On the one hand, currently, the diagnosis continues to be manually done since it requires considerable
hard-earned experience in order to be able to effectively identify the fault cause. In particular,
troubleshooting experts thoroughly analyze the performance of the degraded network elements by
means of measurements and indicators in order to identify the cause of the detected anomalies and
symptoms. Therefore, automating the diagnosis tasks means knowing what specific performance
indicators have to be analyzed and how to map the identified symptoms with the associate fault cause.
This knowledge is acquired over time and it is characterized by being operator-specific based on their
policies and network features. Furthermore, troubleshooting experts typically solve the failures in a
network without either documenting the troubleshooting process or recording the analyzed indicators
along with the label of the identified fault cause. In addition, because there is no specific regulation on
documentation, the few documented faults are neither properly defined nor described in a standard
way (e.g. the same fault cause may be appointed with different labels), making it even more difficult to
automate the extraction of the expert knowledge. As a result, this a lack of documentation and lack of
historical reported faults makes automation of diagnosis process more challenging.
On the other hand, when the exact root cause cannot be remotely identified through the statistical
information gathered at cell level, drive test are scheduled for further information. These drive tests aim
to monitor mobile network performance by using vehicles to personally measure the radio interface
quality along a predefined route.

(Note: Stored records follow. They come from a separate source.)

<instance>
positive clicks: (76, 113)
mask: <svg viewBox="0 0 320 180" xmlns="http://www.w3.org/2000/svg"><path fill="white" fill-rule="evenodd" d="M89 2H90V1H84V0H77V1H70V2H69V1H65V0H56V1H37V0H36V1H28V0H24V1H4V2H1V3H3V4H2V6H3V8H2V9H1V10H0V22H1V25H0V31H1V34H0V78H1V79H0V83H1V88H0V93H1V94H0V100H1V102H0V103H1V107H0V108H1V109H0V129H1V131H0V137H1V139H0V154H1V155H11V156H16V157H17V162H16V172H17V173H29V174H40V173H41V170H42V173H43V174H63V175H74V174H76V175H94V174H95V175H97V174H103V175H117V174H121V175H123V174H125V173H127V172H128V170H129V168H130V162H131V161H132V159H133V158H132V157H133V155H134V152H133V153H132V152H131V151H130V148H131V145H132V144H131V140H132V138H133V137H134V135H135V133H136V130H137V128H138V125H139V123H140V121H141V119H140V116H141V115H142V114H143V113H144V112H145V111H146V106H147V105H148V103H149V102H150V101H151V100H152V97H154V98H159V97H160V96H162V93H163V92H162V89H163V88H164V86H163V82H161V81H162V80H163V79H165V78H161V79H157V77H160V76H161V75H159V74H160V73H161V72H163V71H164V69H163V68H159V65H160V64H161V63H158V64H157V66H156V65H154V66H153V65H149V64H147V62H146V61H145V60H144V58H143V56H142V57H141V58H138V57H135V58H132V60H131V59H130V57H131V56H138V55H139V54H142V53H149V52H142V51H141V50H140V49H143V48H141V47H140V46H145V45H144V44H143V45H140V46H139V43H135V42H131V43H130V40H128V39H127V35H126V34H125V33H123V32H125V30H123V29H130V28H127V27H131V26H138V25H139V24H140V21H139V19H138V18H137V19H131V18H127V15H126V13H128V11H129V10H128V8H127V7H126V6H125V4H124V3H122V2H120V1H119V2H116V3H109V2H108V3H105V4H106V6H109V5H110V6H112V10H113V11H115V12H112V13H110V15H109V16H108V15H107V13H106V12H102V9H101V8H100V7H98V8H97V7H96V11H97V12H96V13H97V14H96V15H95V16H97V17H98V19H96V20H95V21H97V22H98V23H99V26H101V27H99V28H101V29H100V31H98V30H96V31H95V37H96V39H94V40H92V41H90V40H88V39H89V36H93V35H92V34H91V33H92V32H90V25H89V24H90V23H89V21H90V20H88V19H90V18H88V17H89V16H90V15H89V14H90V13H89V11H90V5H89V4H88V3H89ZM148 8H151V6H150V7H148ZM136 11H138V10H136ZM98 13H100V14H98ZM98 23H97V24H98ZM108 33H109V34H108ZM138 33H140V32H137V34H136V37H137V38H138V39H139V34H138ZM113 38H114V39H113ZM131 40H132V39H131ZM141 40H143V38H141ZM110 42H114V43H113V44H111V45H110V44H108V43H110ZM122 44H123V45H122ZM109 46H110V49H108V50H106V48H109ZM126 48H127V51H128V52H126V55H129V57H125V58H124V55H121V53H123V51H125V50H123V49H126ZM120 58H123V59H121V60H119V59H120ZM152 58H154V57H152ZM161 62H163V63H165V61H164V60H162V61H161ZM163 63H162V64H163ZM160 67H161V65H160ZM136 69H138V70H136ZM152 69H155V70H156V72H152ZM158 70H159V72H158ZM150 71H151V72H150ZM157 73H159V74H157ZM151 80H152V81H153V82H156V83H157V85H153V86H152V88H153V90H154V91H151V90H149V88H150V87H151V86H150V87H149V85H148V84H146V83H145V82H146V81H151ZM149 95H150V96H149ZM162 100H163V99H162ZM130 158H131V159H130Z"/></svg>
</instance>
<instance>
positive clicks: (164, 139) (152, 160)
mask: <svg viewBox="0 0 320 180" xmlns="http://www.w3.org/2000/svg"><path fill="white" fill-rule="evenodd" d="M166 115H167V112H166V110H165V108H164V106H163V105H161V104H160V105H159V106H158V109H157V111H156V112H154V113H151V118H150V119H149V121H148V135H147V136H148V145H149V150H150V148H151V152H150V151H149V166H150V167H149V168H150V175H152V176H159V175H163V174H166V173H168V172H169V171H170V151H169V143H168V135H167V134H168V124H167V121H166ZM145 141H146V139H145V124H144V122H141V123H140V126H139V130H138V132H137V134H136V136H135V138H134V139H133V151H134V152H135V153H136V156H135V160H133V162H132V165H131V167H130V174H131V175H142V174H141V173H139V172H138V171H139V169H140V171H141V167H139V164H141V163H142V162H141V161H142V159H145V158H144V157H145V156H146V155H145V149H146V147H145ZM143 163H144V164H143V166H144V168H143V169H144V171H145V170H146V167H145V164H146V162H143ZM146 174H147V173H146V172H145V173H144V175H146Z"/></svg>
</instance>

In particular, the troubleshooting experts use specialized test
equipment in order to manually collect user-level measurements. Consequently, drive test entail a hefty
expense for mobile operators, since it involves considerable investment in time and costly resources
(such as personal, vehicles and complex test equipment). In this context, the Third Generation
Partnership Project (3GPP) has standardized the automatic collection of field measurements (e.g.
signaling messages, radio measurements and location information) through the mobile traces features
and its extended functionality, the Minimization of Drive Tests (MDT). In particular, those features allow
to automatically monitor the network performance in detail, reaching areas that cannot be covered by
drive testing (e.g. indoor or private zones). Thus, mobile traces are regarded as an important enabler for
SON since they avoid operators to rely on those expensive drive tests while, at the same time, provide
greater details than the traditional cell-level indicators. As a result, enhancing the SH functionalities
through the mobile traces increases the potential cost savings and the granularity of the analysis. Hence,
in this thesis, several solutions are proposed to overcome the limitations that prevent the development
of SH with special emphasis on the diagnosis phase. To that end, the lack of historical labeled databases
has been addressed in two main ways. First, unsupervised techniques have been used to automatically
design diagnosis system from real data without requiring either documentation or historical reports
about fault cases. Second, a group of significant faults have been modeled and implemented in a
dynamic system level simulator in order to generate an artificial labeled database, which is extremely
important in evaluating and comparing the proposed solutions with the state-of- the-art algorithm. Then,
the diagnosis of those faults that cannot be identified through the statistical performance indicators
gathered at cell level is automated by the analysis of the mobile traces avoiding the costly drive test. In
particular, in this thesis, the mobile traces have been used to automatically identify the cause of each
unexpected user disconnection, to geo-localize RF problems that affect the cell performance and to
identify the impact of a fault depending on the availability of legacy systems (e.g. Third Generation, 3G).
Finally, the proposed techniques have been validated using real and simulated LTE data by analyzing its
performance and comparing it with reference mechanisms.